Fourth inaccuracy; 'He had been a child social worker with the National Association for Young People in Care (NAYPIC) when he began compiling evidence from children allegedly abused at Elm Guest House' 



Not true. He did some statistical research for the organisation where he volunteered to help produce a publication on case statistics called 'abuse in the care system'. 



Fifth inaccuracy; Mary Moss, a colleague, circulated the list on the internet around December 2012, two months after Mr Watson had made his claims in Parliament. 

He was not a colleague. I put the list on the internet because the police knew I still had it. They could have only got that information from Tom Watson who later claims he only met Mr Fay two months after Dec 2012 (in this article it is evident in the inaccuracy in the timeline for any fool to see). 

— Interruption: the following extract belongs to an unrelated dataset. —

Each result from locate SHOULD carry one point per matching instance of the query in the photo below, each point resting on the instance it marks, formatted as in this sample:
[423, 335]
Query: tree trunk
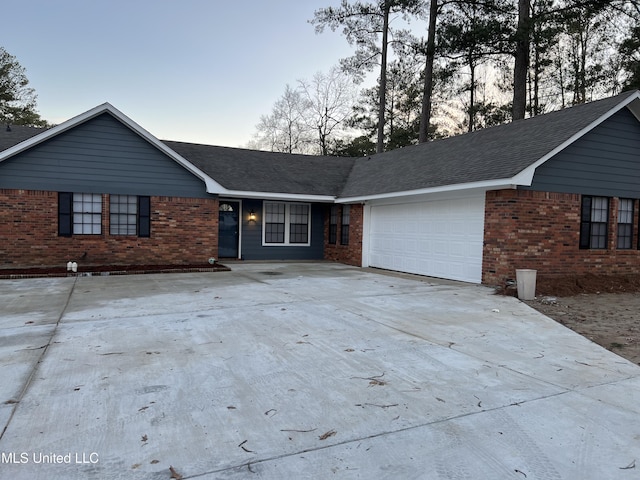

So either Watson is lying, the police were lying and or the whole thing is a NAYPIC sabotage since we were in a lucrative court case over our HQ at the time of the police raid at my premises which produced the list and all the log books at the guest house to which were given to NAYPIC by Carol Cazier before she was murdered. 


Sixth inaccuracy; He added: “It was so wrong to put that list online. It starts with hunts. That list could have encouraged people to make up claims.” 



The sensitive data with the list as well as log books from the guest house and banking slips etc, were taken from me by police in a dawn raid on my house and I only circulated the documents because they could have been buried. 

It was serial complex knowledge, I felt should be put into the public domain at the time rather than in police hands only, whom had no more right to the information as did the public, until such time as the information was investigated by NAYPIC who would then bring about court proceedings and protection for witnesses, instead of what turned out to be a shambles. 



Independent Press Standards Organisation - Our reference [IPSO: #12767-17#]
Lauren Hay <lauren.hay@ipso.co.uk>
Wed 31/05, 13:32You

Dear Ms Moss,
I write further to our earlier email. 
You have contacted the Independent Press Standards Organisation (IPSO), the independent regulator for the newspaper and magazine industry in the UK. We uphold the highest standards of journalism by monitoring and maintaining the requirements set out in the Editors' Code of Practice, and provide support and redress for individuals seeking to complain about breaches of the Code. 
IPSO accepts complaints which have been submitted, either directly to IPSO or to the publication, within four months from the date of the first publication of the article complained of. In the case of an online article which remains accessible to the public on the publication’s website, IPSO may consider complaints within 12 months of the date of its first publication. IPSO will, however, take into account the length of time since the publication of the article, as a delay in complaining may have an effect on IPSO’s ability to fully investigate or adjudicate on a complaint. 
It appears that the article you have complained about falls outside this time period and we will not, therefore, be able to assist you further with this matter. I would suggest that the best way to proceed would be, if you have not already done so, to contact the publication directly about this matter. 
With best wishes,
Lauren Hay
Systems Co-ordinator

IPSO
Gate House
1 Farringdon Street
London
EC4M 7LG
Tel: 0300 123 2220
Website: www.ipso.co.uk
IPSO is the independent regulator of the newspaper and magazine industry. We exist to promote and uphold the highest professional standards of journalism in the UK, and to support members of the public in seeking redress where they believe that the Editors' Code of Practice has been breached. We are able to consider concerns about editorial content in newspapers and magazines, and about the conduct of journalists.


PS and from what I know of Fay, I don't doubt the sabotage came partly from him and his cohorts too.